“An eerie, enchanted night. Full moon. The devil has just returned from a grand ball held in his honor. He is accompanied by his retinue, among them a red-headed succubus; a giant talking cat, Behemoth; and the devil’s date at the ball, a naked woman he has abducted named Margarita. They gather in a Moscow apartment and prepare to have supper. A candelabra flickers; the fireplace roars. The succubus slinks. The devil sits on the edge of his bed in a nightshirt. Behemoth spreads mustard on an oyster.” So writes Nathaniel Rich in Guernica about this novel.

This was 1929 Moscow. The most evil time in Russia, marked by coercion and fear. People either wanted to disappear or resort to anything to save themselves. There was lie. There was deceit. There were no morals. There was no spirituality. Only desperation.

Things go awry further when a “mysterious stranger (the Devil) arrives in town “with a bizarre entourage that includes a giant talking cat and a fanged assassin”. In this labyrinth a repressed writer, the Master, gets entangled along with his beloved, Margarita. The Devil manipulates both the Master and Margarita, his muse, setting off a series of events that are adventurous and though-provoking.

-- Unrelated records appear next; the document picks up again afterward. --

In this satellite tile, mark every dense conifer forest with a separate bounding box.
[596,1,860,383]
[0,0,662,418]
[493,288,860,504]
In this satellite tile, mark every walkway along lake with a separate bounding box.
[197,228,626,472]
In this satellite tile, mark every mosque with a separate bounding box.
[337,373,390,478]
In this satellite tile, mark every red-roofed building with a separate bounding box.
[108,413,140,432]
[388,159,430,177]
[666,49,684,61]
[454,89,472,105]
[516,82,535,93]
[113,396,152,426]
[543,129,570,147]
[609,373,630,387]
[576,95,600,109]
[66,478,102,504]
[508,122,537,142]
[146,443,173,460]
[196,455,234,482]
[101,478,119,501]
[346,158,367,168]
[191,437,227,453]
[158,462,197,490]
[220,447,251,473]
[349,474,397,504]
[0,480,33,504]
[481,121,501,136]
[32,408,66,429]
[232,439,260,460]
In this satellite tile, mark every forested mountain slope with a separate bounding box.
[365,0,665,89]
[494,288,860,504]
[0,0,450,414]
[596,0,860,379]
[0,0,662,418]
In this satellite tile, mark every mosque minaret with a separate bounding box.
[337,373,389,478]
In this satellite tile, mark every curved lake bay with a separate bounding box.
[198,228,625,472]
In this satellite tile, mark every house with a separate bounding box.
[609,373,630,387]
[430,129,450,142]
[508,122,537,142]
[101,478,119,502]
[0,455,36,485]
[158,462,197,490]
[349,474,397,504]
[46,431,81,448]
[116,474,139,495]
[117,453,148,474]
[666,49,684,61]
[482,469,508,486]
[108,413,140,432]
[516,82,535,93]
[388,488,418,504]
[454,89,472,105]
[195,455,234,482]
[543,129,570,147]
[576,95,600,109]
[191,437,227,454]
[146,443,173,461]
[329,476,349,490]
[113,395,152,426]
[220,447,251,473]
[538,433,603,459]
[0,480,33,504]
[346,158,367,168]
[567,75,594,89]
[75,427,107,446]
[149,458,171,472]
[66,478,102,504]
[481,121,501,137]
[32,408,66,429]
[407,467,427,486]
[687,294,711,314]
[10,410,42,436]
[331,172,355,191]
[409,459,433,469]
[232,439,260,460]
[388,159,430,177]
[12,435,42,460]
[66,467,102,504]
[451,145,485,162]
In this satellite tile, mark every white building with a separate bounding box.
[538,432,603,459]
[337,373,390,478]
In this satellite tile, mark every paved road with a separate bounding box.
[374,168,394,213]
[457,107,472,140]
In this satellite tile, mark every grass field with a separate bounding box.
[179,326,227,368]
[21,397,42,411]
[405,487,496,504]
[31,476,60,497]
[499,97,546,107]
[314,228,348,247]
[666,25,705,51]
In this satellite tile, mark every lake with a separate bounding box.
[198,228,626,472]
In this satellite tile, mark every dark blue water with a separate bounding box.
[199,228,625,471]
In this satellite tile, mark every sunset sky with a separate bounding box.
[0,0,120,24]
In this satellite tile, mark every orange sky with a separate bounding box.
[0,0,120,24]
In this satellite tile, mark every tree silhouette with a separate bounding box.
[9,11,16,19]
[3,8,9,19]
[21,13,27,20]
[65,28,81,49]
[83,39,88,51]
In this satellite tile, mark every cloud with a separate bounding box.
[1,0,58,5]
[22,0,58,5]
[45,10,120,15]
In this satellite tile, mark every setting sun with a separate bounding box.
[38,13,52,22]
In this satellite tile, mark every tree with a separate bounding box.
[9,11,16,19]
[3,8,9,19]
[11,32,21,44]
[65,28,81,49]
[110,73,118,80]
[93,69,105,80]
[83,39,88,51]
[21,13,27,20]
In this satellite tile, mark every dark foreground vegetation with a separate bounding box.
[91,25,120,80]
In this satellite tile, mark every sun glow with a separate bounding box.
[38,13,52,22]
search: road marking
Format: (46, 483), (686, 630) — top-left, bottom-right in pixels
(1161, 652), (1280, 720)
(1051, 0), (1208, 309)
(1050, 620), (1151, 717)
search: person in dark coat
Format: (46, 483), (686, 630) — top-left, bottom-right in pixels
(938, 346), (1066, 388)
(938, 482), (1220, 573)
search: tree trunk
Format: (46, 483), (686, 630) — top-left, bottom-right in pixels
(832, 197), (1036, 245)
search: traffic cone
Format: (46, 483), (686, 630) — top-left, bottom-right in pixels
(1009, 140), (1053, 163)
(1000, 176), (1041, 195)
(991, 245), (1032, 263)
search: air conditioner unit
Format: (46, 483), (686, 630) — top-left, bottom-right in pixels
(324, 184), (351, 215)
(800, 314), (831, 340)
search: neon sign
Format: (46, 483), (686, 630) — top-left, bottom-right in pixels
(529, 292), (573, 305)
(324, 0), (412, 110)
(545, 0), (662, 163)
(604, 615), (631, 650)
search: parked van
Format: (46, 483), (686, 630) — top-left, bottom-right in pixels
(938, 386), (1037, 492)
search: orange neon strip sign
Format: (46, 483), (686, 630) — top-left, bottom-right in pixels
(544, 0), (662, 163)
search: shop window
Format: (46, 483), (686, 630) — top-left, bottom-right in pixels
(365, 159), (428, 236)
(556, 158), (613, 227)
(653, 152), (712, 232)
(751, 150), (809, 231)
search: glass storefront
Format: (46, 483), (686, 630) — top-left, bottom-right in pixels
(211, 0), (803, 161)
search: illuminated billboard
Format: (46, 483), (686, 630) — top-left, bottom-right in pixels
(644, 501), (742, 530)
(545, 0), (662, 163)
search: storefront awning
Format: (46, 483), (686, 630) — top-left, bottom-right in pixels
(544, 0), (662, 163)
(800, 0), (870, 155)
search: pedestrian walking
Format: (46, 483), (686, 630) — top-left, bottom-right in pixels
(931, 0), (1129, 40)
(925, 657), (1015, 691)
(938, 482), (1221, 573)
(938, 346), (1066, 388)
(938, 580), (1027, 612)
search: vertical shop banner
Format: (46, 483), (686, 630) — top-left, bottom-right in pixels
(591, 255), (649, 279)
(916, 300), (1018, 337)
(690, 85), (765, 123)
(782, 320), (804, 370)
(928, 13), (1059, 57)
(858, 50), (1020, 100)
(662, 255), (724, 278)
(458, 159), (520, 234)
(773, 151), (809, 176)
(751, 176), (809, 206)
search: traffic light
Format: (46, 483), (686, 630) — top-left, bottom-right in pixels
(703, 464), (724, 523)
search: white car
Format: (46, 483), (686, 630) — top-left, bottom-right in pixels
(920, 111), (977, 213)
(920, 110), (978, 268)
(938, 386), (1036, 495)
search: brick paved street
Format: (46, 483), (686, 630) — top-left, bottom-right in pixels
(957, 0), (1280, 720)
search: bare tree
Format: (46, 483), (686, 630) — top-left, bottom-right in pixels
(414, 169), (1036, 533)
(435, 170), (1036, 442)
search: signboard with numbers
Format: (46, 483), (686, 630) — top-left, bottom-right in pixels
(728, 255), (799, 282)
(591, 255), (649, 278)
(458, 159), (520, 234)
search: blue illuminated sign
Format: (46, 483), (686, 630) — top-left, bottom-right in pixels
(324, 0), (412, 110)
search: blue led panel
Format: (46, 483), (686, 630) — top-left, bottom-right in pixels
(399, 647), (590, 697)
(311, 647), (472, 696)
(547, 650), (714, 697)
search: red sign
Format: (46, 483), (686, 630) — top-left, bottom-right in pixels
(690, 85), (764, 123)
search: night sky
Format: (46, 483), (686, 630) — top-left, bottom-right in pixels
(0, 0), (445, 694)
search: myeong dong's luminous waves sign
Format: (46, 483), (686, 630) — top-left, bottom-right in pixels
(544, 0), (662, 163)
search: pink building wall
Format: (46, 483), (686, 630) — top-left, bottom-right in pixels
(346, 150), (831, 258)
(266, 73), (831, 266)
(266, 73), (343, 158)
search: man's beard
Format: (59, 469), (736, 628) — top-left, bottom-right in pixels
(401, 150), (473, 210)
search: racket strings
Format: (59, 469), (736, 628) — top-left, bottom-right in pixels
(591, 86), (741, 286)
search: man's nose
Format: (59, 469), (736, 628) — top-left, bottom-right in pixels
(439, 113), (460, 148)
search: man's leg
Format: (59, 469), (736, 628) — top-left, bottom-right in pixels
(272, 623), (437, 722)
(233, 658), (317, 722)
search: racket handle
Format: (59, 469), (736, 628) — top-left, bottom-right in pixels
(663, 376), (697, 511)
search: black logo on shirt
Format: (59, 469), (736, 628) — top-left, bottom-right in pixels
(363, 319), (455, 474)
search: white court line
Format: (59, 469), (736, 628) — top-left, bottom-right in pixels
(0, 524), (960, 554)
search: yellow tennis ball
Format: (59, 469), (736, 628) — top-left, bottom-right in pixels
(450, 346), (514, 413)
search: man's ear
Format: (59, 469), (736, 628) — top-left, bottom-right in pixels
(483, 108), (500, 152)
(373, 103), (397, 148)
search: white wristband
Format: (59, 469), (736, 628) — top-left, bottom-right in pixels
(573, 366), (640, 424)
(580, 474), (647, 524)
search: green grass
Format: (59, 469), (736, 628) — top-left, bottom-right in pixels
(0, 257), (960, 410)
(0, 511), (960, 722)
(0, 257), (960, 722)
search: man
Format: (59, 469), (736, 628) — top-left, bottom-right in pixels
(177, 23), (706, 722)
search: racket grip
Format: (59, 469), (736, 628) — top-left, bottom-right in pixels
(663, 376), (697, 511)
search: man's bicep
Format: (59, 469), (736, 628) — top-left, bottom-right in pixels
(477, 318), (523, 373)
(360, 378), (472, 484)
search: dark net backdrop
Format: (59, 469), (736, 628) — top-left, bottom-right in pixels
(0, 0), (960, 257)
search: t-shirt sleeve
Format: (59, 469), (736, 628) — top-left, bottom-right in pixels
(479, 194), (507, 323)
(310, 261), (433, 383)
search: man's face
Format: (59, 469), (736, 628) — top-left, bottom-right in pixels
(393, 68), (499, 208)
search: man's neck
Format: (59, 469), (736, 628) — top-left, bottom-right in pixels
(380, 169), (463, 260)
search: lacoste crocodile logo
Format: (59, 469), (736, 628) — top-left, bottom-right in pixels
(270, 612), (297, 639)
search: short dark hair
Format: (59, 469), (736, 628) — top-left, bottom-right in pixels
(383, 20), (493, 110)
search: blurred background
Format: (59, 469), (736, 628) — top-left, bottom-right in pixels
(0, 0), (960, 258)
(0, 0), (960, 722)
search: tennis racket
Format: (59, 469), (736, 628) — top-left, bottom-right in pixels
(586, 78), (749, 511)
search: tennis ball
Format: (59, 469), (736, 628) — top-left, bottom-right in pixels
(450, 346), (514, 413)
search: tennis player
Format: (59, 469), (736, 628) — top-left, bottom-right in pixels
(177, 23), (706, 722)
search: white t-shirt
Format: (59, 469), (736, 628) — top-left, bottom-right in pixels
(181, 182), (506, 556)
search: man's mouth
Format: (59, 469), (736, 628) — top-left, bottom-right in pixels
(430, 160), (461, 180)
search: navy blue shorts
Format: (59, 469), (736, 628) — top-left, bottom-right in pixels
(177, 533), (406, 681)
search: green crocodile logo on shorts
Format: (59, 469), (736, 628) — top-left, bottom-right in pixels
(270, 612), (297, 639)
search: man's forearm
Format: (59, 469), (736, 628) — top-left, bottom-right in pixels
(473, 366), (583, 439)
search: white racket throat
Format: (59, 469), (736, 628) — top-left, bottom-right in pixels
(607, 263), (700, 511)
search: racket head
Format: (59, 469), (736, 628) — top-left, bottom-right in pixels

The key setting for The Master & Margarita was apartment 50 in the Art Nouveau building in central Moscow where the author and his wife lived for several years. Mikhail Bulgakov, who was described in the official Big Soviet Encyclopedia as a slanderer of Soviet reality, wrote the novel between 1928 and 1940. However, it wasn't published until 1966.

It is said that Bulgakov burned the original manuscript in a stove but his wife preserved the manuscript, which was then published, reprinted, performed in theatre, and made into movies and television series.

Published in 1966. Translated from the Russian by Michael Glenny, published in 1967.